Kubernetes pods fail to start and remain in a defunct state after /dev/sda3 reaches 100% capacity in VCF Automation
search cancel

Kubernetes pods fail to start and remain in a defunct state after /dev/sda3 reaches 100% capacity in VCF Automation

book

Article ID: 434827

calendar_today

Updated On:

Products

VCF Automation

Issue/Introduction

Kubernetes pods across multiple namespaces (including kube-system, prelude, and vmsp-) fail to properly start and remain in an inconsistent or defunct state. Additionally, the admin@system and vmware-system-user accounts may appear disconnected.
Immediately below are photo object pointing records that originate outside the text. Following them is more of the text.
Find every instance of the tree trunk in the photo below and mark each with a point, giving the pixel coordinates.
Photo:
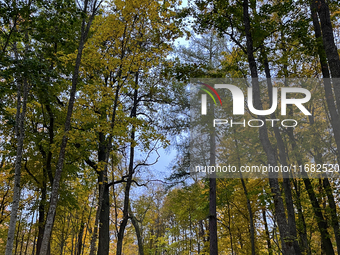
(329, 46)
(302, 228)
(250, 212)
(212, 192)
(283, 160)
(334, 116)
(322, 223)
(57, 177)
(20, 134)
(126, 205)
(138, 233)
(287, 242)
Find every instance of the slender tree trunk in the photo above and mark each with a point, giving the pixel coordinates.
(334, 116)
(283, 160)
(329, 46)
(57, 177)
(302, 228)
(138, 233)
(126, 204)
(322, 223)
(80, 237)
(20, 117)
(270, 252)
(95, 230)
(212, 192)
(29, 233)
(287, 242)
(250, 212)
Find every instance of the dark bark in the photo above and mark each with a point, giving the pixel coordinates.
(80, 238)
(41, 219)
(270, 252)
(329, 46)
(20, 134)
(287, 242)
(126, 204)
(250, 212)
(301, 226)
(104, 218)
(212, 192)
(322, 223)
(57, 177)
(138, 233)
(283, 160)
(334, 116)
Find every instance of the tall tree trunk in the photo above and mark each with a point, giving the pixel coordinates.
(250, 212)
(212, 191)
(283, 160)
(57, 177)
(270, 252)
(334, 116)
(104, 218)
(126, 204)
(95, 229)
(20, 134)
(41, 219)
(80, 237)
(329, 46)
(287, 242)
(138, 233)
(322, 223)
(302, 227)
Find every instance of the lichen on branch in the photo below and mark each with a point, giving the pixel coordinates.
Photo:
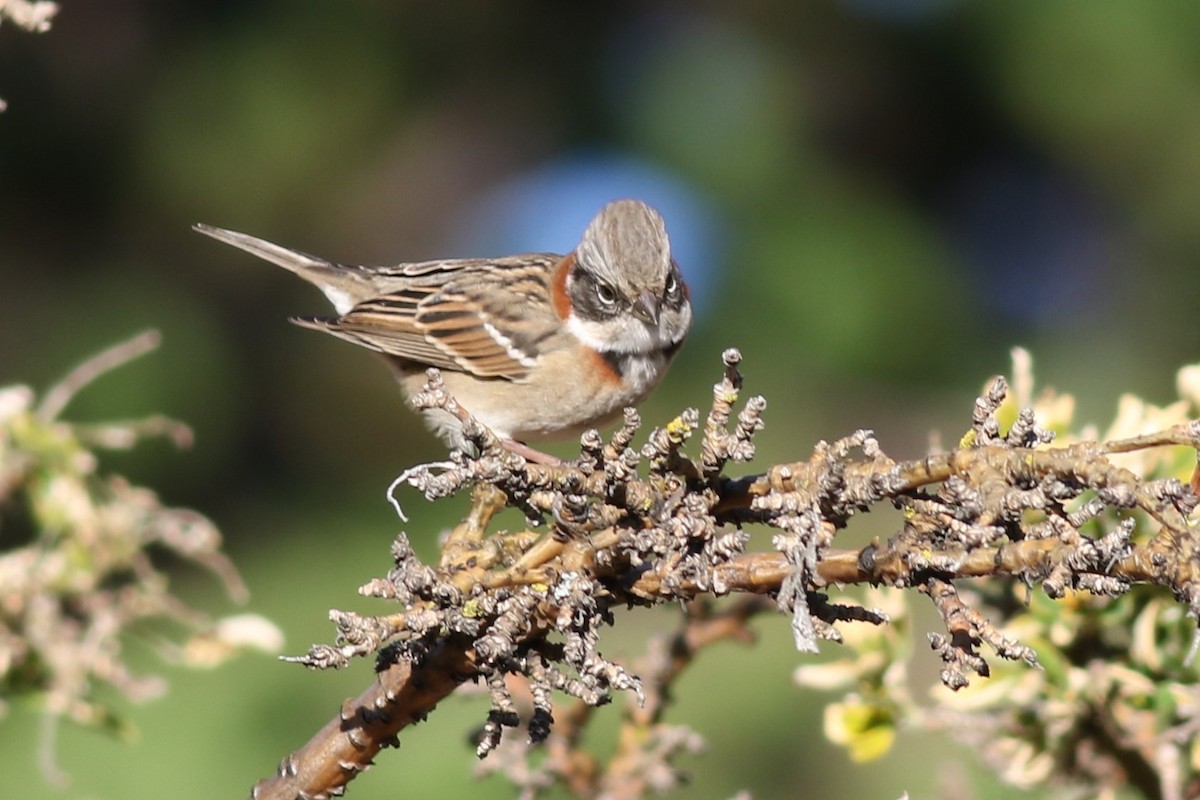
(622, 527)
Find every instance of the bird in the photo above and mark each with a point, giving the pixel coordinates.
(535, 347)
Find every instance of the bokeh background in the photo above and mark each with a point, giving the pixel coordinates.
(874, 199)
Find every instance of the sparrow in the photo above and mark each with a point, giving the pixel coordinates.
(538, 346)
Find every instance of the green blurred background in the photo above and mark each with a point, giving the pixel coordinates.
(875, 199)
When attempting to collect logs, the process fails with the following API error:

com.vmware.vrealize.lcm.vmsp.common.exception.RestClientException: API failed for {}:

Environment

VCF Automation

Cause

The /dev/sda3 partition filled to 100% capacity, causing a severe storage outage. This lack of disk space prevented the system from writing changes and led to unrecoverable corruption within the Kubernetes cluster state. As a result, even after disk space is cleared and expanded, the pods are unable to recover and start successfully.

Resolution

Because the Kubernetes state cannot be recovered by clearing space or restarting the pods, you must redeploy the environment and restore from a known-good backup.

  1. Verify that a valid SFTP backup exists prior to the storage outage.

  2. Delete the current VCF Automation deployment.

  3. Redeploy the VCF Automation environment anew.

  4. Perform a restore operation using the verified SFTP backup to bring the system back online.

Additional Information:

  • Truncating apiserver logs or clearing /var/log/messages (e.g., cat /dev/null > /var/log/messages) can temporarily free up space to allow basic commands like passwd to succeed, but it does not resolve the underlying Kubernetes corruption caused by the disk full event.

  • Ensure that incremental backups are rolling over correctly on your SFTP server to prevent the backup destination from becoming full.